Wednesday, December 8, 2010

It's All in Their Heads! Creating Mental Images


Debbie Miller refers to it as creating mental images. Elin Keene refers to it as using sensory images to enhance comprehension and in her newest work Lucy Calkins calls it envisioning. Regardless of what you call it, good readers create mental images as they read. For many readers, it’s more than just visual images. They also pay attention to the other senses by noting “smells, textures, sounds, mood and ambiance”. The images change as the words change. The pictures are fluid. Readers revise their images as they add new information, as they read new information, or as they discuss their images with others. Good readers are able to look at a movie of the actions in their mind or they are able to step into the book by stepping into the “skin” or “head” or “shoes” of a character. Good readers understand that visualizing the action of the story helps them understand and comprehend the words. Good readers use their mental images to draw conclusions, to make inferences, to fill in spaces. The images clarify their thinking. They combine the words from the text with their own schema to create their pictures. The images may come from the five senses and the emotions but they are anchored in the reader’s background knowledge. Good readers draw on those images to recall details after the text has been read.

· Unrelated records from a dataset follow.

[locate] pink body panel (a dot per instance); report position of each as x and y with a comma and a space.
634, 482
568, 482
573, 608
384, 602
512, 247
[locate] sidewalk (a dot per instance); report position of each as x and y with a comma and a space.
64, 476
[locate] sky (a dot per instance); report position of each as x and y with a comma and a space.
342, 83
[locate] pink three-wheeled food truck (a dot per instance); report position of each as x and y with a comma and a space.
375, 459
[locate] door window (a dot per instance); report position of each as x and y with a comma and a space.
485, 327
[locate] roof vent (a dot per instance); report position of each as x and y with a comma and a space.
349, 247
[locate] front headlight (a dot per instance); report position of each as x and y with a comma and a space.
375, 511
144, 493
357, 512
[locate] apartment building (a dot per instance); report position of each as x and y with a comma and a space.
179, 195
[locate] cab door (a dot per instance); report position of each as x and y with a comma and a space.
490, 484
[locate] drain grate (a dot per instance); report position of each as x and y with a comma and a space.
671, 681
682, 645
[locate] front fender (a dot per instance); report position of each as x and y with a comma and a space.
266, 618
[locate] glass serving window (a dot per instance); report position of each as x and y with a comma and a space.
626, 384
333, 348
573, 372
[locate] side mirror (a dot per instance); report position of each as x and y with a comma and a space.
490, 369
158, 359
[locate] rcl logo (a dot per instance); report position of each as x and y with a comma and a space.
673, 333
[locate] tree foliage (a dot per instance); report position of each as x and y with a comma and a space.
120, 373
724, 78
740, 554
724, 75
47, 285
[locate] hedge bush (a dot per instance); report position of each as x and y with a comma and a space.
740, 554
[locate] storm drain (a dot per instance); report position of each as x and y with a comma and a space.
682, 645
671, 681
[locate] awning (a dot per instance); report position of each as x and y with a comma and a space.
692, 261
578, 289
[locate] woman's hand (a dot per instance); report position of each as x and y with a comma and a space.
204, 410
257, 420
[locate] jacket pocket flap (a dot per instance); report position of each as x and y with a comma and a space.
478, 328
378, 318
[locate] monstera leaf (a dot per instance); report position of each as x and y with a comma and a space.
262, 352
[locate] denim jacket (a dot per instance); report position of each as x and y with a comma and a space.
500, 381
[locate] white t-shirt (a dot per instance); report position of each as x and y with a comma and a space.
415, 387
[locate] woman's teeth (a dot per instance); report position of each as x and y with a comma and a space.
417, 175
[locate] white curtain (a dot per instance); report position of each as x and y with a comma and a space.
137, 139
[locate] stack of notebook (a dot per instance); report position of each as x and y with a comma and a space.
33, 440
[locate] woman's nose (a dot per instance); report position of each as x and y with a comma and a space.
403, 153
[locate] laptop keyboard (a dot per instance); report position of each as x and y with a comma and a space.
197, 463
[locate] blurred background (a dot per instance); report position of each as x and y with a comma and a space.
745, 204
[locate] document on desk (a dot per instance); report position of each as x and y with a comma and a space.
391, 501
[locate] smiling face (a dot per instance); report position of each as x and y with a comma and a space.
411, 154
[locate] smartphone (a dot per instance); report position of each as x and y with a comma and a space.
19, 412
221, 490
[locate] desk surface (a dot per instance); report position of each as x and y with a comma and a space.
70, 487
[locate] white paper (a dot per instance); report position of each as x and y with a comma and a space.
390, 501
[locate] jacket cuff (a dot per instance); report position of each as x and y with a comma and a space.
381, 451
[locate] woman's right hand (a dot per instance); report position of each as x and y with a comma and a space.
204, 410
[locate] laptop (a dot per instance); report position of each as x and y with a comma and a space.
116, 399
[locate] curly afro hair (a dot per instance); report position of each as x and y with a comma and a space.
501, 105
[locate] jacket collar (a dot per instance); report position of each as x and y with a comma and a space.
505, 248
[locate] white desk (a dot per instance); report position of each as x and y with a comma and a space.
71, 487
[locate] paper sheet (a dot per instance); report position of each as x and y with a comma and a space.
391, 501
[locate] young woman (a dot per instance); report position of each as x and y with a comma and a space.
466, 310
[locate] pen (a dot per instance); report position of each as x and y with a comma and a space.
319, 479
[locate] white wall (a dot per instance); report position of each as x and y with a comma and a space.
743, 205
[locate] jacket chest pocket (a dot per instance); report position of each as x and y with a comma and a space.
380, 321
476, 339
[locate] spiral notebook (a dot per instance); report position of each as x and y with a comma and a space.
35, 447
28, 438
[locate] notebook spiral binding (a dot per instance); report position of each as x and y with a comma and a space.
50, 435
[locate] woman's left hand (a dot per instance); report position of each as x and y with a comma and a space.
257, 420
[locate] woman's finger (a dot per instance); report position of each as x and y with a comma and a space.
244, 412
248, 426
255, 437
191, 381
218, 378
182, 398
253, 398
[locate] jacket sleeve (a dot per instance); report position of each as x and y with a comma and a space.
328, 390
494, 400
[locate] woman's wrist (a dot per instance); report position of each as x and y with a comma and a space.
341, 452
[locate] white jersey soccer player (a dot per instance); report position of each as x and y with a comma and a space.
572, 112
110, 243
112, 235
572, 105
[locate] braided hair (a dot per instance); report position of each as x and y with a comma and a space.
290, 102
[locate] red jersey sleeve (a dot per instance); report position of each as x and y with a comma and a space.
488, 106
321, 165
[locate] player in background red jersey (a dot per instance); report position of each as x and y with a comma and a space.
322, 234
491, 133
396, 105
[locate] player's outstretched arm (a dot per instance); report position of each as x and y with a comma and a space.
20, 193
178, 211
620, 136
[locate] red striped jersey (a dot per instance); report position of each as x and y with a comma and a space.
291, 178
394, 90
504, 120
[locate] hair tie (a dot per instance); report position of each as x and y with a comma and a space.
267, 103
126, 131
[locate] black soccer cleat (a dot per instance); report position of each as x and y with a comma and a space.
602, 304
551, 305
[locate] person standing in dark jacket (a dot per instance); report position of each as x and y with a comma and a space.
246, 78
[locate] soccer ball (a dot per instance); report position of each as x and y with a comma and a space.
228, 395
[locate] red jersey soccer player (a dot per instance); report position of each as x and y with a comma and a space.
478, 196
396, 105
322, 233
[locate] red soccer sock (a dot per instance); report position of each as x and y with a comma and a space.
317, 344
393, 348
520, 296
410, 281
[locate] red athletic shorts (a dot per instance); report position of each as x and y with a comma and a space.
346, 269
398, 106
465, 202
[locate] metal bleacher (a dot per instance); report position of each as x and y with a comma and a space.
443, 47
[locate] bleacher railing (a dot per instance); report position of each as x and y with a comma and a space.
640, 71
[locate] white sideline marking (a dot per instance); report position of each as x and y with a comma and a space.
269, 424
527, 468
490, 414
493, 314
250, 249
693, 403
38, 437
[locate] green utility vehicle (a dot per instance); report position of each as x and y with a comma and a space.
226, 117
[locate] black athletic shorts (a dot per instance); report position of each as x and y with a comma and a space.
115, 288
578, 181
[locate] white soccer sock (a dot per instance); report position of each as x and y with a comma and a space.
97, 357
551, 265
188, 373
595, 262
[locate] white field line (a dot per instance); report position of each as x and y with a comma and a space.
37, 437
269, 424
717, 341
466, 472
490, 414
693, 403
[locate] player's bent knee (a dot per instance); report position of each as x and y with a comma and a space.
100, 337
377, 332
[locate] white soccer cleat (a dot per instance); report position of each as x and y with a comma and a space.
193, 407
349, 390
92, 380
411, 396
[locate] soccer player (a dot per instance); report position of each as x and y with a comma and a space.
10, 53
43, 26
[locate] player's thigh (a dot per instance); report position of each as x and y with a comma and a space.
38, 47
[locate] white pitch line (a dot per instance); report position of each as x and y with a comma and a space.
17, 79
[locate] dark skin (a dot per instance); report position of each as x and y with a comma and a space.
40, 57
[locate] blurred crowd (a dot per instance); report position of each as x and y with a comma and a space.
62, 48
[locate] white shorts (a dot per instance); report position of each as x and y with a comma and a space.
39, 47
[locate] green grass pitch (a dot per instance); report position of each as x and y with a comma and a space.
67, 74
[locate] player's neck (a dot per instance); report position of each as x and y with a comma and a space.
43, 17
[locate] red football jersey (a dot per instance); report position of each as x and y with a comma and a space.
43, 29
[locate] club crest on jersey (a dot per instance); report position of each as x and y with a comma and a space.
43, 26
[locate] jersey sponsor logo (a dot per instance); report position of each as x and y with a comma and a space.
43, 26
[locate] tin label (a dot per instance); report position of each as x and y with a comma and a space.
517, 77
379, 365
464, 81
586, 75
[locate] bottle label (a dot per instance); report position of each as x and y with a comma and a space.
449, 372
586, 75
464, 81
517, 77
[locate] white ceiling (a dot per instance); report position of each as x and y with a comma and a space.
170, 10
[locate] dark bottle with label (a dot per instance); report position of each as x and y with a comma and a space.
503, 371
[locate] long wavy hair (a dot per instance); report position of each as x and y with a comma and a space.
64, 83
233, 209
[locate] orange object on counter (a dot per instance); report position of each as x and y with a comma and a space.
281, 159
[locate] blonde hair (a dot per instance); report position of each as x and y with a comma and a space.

Tracy has been doing lessons for several weeks trying to teach our children to visualize. We displayed two different activities on our bulletin board this month, one where the children visualized the scene from a passage in a book and another that showed how an image can change as a child talks about her image. Below are some pictures of our bulletin board and the thinking of the children and our thinking about the children's work.
It is important that children see action in their minds. If they don’t, they will never fall in love with reading because they won’t see the movie that other children enjoy. They miss the action and the details and wonder how other children can figure things out.  As a Special Education teacher, I know that for many of my children, the reason that they struggle with comprehension and even with math word problems is because they can't visualize what is happening in their mind. The way that students "see" text is what Tracy and I are were trying to capture with this month's bulletin board.